Get Ready for Geofencing

But what if those parallel app tracks began to converge? The current Matchbox Twenty tour is featuring an interesting proposition: geofencing — apps that can accurately and efficiently locate users within the boundaries of a venue and be used to push through ads, promotions and deals increasingly tailored towards individual users. Matchbox Twenty is using the technology to alert fans in the venues to upcoming shows, merchandise availability and other offerings that are hopefully of interest to them. The apps work on both iOS and Android phones, and are rather complex, created by a combination of developers including Mobile Roadie, Daqrui (augmented reality), Fliptu (social aggregation) and Crowdzilla (geofencing messages).

Matchbox Twenty’s management, Lippman Entertainment, has said that the
user-experience feedback has been positive, though neither they nor Live Nation, the tour promoter, would quantify that any further in terms of additional merchandise or tickets sold. But it’s apparently working well enough for them to have committed to a v.2 of the app, one that further refines the geo-location element of the technology. Instead of just sensing that the fan is in the venue, it will know exactly where he or she is in it, and if that’s near a merch table or food stand, it will be able to flash a discount code to them to encourage an impulse sale.

Professional Applications

We’re moving ever closer to a realization of that creepy scene in Minority Report, in which Tom Cruise’s character is wirelessly bombarded by retail come-on’s tailored exactly to his perceived needs and wants. So it’s just a matter of time before these kinds of technologies cross over into the professional side. Think about the costs involved in schlepping large pieces of equipment to demonstration sites, a regular part of sales and marketing budgets in the SR business. Now imagine that you know where potential customers of those kinds of products are when they’re in venues where those products are already in use. Those could be anywhere from large concert halls and clubs to theaters or shopping malls. Suddenly, Tom is no longer worried about being caught by the authorities while being ethereally pitched on a new pair of sneakers; instead, while he’s in that mall shopping for those sneakers, he’s being wirelessly alerted to the fact that the background music is coming from a certain manufacturer’s type of ceiling speakers. And yeah, they do sound pretty darn good, don’t they? Imagine how good they’d sound in your establishment!

You get the idea. Much the hardware of sound reinforcement and live-event production remains very 20th century in its form factors. With the exception of LED’s, Wi-Fi, Cat-5 connectivity and digitally controlled consoles, much of what’s found in theaters and rental houses everywhere can trace its genealogy back down a copper wire to a late-19th-century predecessor. Most of the changes in staging technology have taken place in the last 30 or so years, well within the digital era. Certainly, the control of lighting, staging, video and sound systems has moved to a digital platform, and even more recently over to mobile ones like smartphones and tablets, which have increasingly taken over the control duties of these systems. The sales and marketing processes around them are ripe for the same kinds of migrations and disruptions.
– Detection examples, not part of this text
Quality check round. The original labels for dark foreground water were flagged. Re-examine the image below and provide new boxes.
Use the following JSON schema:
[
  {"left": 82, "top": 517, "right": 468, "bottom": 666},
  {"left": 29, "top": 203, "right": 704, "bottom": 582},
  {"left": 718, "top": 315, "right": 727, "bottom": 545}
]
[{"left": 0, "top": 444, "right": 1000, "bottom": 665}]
The New, Non-Virtual World

Take trade shows, like this month’s PLASA in London or AES in New York. Nothing will ever fully take the place of face time when it comes to making points about a product or service. While at the same time, the growing popularity of virtual trade show experiences, from companies like INEXPO, reduce conference costs and travel costs while providing features, such as networking, which are difficult to execute in a nonvirtual environment. These are increasingly integrated with social-media tools, and that’s where the geofencing elements come deeper into play. Social media apps — anything from Facebook to LinkedIn — are often left active on mobile devices, and the devices’ auto-location sensing capabilities are usually on. (They default to always on, as anyone who’s ever jumped through the hoops necessary to try to turn Google’s off, can attest to that.) As we move deeper into a culture that’s increasingly used to, and even comfortable with, being watched, the integration of highly targeted virtual advertising becomes easier.

That’s key to the coming Renaissance in the relatively stodgy worlds of AVL sales and marketing, where increasingly, high-tech products and platforms continue to be marketed and sold on a very analog basis, relying on eye contact, a firm handshake and blue ballpoint ink. Modeling technologies allow prospective users to virtually experience the effects of lights or sound in their own spaces. Combine that with being able to direct them to implementations of your products and systems already physically in place in some location convenient to them and the sales process goes to a new level.

We know what you want, we have what you need, and now, we know where you are. What might have once been the philosophical basis for a sinister Ray Bradbury Sci-Fi epistle about the dangers of ubiquitous power is being transformed into a quotidian B2B retail transaction. Not the end of the world, perhaps — but probably the beginning of a very new one.